Sont rendues obligatoires, pour tous les employeurs et tous les salariés compris dans le champ d'application de la convention collective interrégionale des ouvriers, employés et agents de maîtrise de la distribution des papiers et cartons (commerce de gros) du 28 juillet 1975 et dans celui de la convention collective nationale des ingénieurs et cadres de la distribution des papiers et cartons (commerce de gros) du 12 janvier 1977, les dispositions de :

- l'avenant O. 18-22 du 11 janvier 2006 (Salaire conventionnel mensuel garanti des ouvriers) à la convention collective interrégionale susvisée, sous réserve de l'application des dispositions réglementaires portant fixation du salaire minimum interprofessionnel de croissance ;

- l'avenant E. 22-22 du 11 janvier 2006 (Appointements minima mensuels des employés) à la convention collective interrégionale susvisée, sous réserve de l'application des dispositions réglementaires portant fixation du salaire minimum interprofessionnel de croissance ;

- l'avenant M. 26-25 du 11 janvier 2006 (Appointements minima mensuels des techniciens, dessinateurs et agents de maîtrise) à la convention collective interrégionale susvisée, sous réserve de l'application des dispositions réglementaires portant fixation du salaire minimum interprofessionnel de croissance ;

- l'avenant du 11 janvier 2006 relatif à l'indemnité de panier de nuit à la convention collective interrégionale susvisée ;

- l'avenant C. 36-18 du 11 janvier 2006 (Appointements minima mensuels des ingénieurs et cadres) à la convention collective nationale susvisée.

Article 2

L'extension des effets et sanctions des avenants susvisés est faite à dater de la publication du présent arrêt pour la durée restant à courir et aux conditions prévues par lesdits avenants.

Article 3

Le directeur général du travail au ministère de l'emploi, de la cohésion sociale et du logement est chargé de l'exécution du présent arrêté, qui sera publié au Journal officiel de la République française.

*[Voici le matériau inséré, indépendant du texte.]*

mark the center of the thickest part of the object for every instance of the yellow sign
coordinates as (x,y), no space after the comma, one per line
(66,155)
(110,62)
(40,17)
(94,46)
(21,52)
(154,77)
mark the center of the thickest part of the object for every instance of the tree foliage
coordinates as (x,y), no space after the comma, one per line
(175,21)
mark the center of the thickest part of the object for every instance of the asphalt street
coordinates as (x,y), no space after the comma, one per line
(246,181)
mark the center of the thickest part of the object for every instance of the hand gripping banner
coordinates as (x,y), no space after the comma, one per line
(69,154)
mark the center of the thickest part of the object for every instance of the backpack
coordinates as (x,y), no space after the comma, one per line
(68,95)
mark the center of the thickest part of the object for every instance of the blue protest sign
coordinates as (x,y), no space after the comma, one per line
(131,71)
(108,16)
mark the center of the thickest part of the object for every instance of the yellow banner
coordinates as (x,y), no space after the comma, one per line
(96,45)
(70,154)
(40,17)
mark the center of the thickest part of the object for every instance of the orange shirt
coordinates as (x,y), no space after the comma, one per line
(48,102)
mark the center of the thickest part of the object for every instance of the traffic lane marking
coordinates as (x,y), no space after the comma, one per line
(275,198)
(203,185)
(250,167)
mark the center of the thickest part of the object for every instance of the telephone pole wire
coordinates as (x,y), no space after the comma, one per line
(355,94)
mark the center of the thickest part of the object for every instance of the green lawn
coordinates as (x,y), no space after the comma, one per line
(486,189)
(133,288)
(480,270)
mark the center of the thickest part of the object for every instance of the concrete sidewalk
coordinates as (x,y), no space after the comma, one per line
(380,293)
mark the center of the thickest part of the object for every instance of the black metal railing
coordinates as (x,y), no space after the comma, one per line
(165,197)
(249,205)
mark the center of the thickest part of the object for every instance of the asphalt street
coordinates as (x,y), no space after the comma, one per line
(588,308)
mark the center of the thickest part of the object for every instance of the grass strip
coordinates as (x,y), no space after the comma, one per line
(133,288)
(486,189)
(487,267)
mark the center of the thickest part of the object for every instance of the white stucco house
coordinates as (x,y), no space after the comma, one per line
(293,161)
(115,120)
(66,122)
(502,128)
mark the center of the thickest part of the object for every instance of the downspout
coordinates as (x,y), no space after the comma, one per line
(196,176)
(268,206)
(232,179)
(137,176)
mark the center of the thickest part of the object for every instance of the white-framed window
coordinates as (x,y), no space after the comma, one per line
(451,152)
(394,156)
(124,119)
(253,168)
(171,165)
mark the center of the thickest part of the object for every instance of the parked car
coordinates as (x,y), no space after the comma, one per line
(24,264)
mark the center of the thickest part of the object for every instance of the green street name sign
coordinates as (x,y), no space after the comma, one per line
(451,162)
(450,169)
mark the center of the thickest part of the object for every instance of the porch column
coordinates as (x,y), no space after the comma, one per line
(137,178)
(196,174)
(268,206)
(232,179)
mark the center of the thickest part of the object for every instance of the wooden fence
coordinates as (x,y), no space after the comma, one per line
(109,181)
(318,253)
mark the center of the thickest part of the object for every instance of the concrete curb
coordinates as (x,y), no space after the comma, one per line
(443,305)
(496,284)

Nota. - Les textes des avenants susvisés ont été publiés au Bulletin officiel du ministère, fascicule conventions collectives n° 2006/11, disponible à la Direction des Journaux officiels, 26, rue Desaix, 75727 Paris Cedex 15, au prix de 7,61 euros.
ARRETE du 23 avril 2007
ARTICLE 1, 2, 3
VIGUEUR

Article 1er

Sont rendues obligatoires, pour tous les employeurs et tous les salariés compris dans le champ d'application de la convention collective interrégionale des ouvriers, employés et agents de maîtrise de la distribution des papiers et cartons (commerce de gros) du 28 juillet 1975, les dispositions de :

- l'avenant M. 26-26 du 13 décembre 2006 relatif aux salaires minima mensuels des techniciens, dessinateurs et agents de maîtrise à la convention collective interrégionale susvisée, sous réserve des dispositions réglementaires portant fixation du salaire minimum interprofessionnel de croissance ;

- l'avenant O. 18-23 du 13 décembre 2006 relatif aux salaires minima mensuels des ouvriers à la convention collective interrégionale susvisée, sous réserve des dispositions réglementaires portant fixation du salaire minimum interprofessionnel de croissance ;

- l'avenant E. 22-23 du 13 décembre 2006 relatif aux salaires minima mensuels des employés à la convention collective interrégionale susvisée, sous réserve des dispositions réglementaires portant fixation du salaire minimum interprofessionnel de croissance.

Article 2

Sont rendues obligatoires, pour tous les employeurs et tous les salariés compris dans le champ d'application de la convention collective nationale des ingénieurs et cadres de la distribution des papiers et cartons (commerce de gros) du 12 janvier 1977, les dispositions de l'avenant C. 36-18 du 13 décembre 2006 relatif aux salaires minima mensuels des ingénieurs et cadres à la convention collective interrégionale susvisée.

Article 3

L'extension des effets et sanctions des avenants susvisés est faite à dater de la publication du présent arrêté pour la durée restant à courir et aux conditions prévues par lesdits avenants.

Article 4

Le directeur général du travail est chargé de l'exécution du présent arrêté, qui sera publié au Journal officiel de la République française.

Nota. - Les textes des avenants susvisés ont été publiés au Bulletin officiel du ministère, fascicule conventions collectives n° 2007/10, disponible à la Direction des Journaux officiels, 26, rue Desaix, 75727 Paris Cedex 15, au prix de 7,80 Euros.